Politicker NJ has a notable quote about John Adler by Democratic State Chairman John Wisniewski (in an interview that otherwise focuses on bashing Christie’s terrible budget choices) that defends Adler’s no vote on health care reform:
“I certainly in my legislative district feel comfortable making the case healthcare reform – for the reform the House adopted,” Wisniewski added. “I believe John Adler made the right decision for his district. He knows his district.”
Obviously, Wisnewski wants us to understand this as just another vote. It’s not unusual, after all, to see members feel pressure. Democrats have picked up Republican votes in swing districts this way from time to time. So we hear that it is just necessary politics, and it’s the voters’ fault after all. Adler is admirable for siding with the Republicans in his district. Even if Wisnewski doesn’t really believe this, he surely thinks his job to publicly support his incumbents. Political parties, after all, are as much about a group gathering and holding onto power as they are about advancing some noble principles.

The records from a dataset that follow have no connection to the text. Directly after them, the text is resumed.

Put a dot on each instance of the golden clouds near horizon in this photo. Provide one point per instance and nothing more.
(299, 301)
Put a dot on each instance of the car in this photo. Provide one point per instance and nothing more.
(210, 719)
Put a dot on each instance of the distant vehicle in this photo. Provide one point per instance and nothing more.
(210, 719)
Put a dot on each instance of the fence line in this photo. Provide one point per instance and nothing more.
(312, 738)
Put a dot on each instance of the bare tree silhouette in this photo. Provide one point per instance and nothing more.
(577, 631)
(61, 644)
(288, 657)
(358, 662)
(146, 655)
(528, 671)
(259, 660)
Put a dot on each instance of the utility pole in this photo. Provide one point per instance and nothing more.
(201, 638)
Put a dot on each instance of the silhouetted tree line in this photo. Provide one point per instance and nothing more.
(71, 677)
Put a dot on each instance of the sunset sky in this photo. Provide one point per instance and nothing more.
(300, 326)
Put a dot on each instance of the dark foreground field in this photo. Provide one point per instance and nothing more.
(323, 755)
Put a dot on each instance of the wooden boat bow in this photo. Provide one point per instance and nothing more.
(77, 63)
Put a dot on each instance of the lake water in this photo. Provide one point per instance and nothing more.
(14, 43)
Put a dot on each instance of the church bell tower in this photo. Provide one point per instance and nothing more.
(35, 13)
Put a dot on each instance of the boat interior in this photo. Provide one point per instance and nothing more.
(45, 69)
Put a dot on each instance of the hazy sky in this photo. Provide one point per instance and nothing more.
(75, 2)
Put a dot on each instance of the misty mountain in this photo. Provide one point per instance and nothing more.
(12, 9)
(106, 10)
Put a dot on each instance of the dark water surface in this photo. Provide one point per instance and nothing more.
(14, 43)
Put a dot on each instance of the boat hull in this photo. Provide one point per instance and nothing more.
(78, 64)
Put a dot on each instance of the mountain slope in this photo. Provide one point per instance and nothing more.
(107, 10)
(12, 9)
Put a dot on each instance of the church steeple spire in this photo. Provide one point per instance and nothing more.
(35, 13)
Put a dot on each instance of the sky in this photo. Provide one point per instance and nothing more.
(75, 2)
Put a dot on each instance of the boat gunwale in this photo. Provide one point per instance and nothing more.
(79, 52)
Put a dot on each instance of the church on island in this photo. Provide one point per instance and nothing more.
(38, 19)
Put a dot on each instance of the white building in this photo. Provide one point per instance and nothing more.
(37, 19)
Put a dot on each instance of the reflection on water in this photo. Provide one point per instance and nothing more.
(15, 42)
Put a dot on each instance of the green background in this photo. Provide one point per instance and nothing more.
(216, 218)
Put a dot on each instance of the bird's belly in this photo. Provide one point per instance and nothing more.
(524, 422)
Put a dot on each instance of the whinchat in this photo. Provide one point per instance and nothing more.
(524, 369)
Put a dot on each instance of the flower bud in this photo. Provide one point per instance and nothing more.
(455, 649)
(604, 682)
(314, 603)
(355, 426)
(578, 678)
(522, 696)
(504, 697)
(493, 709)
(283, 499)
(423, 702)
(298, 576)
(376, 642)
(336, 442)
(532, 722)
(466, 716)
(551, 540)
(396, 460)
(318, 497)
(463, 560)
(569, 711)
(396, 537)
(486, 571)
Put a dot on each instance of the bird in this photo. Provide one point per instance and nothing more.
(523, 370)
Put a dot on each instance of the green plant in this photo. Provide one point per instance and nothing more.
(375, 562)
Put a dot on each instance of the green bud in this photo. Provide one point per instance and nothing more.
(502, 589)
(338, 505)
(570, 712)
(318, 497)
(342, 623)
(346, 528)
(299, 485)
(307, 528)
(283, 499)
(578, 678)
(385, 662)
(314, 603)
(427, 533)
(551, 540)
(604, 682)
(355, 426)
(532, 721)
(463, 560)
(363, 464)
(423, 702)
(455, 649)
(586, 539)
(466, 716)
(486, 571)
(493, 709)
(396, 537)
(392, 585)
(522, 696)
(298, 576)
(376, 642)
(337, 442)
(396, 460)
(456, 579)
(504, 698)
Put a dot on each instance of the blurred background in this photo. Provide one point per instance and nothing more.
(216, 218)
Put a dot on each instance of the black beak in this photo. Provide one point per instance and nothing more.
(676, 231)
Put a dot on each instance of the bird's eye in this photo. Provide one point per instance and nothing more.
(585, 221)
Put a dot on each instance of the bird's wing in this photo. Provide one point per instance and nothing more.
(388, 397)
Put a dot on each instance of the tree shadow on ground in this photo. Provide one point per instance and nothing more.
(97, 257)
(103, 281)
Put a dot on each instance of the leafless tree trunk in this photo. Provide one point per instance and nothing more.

But principles do come into it, especially for ordinary voters and the activists who make up “the base.” The Democratic base is very unhappy with John Adler, because this wasn’t just another vote. We all know the Republicans decided to oppose a moderate bill to destroy Barack Obama’s Presidency and the Democratic Congress, openly admitting that they aimed to make it his “Waterloo.” Meanwhile, Democrats, as Ted Kennedy’s beautiful memoir reminded us, have been fighting for universal health care for over a generation, and Obama and Adler promised health care reform in their campaigns. In this context, for Adler to join the other side and attack the bill was an astonishing betrayal. (Let me say, too, that his announcements in both votes came while we know frantic negotiations with Stupak et al. to round up votes were still going on; I believe Adler was not “released” by leadership.)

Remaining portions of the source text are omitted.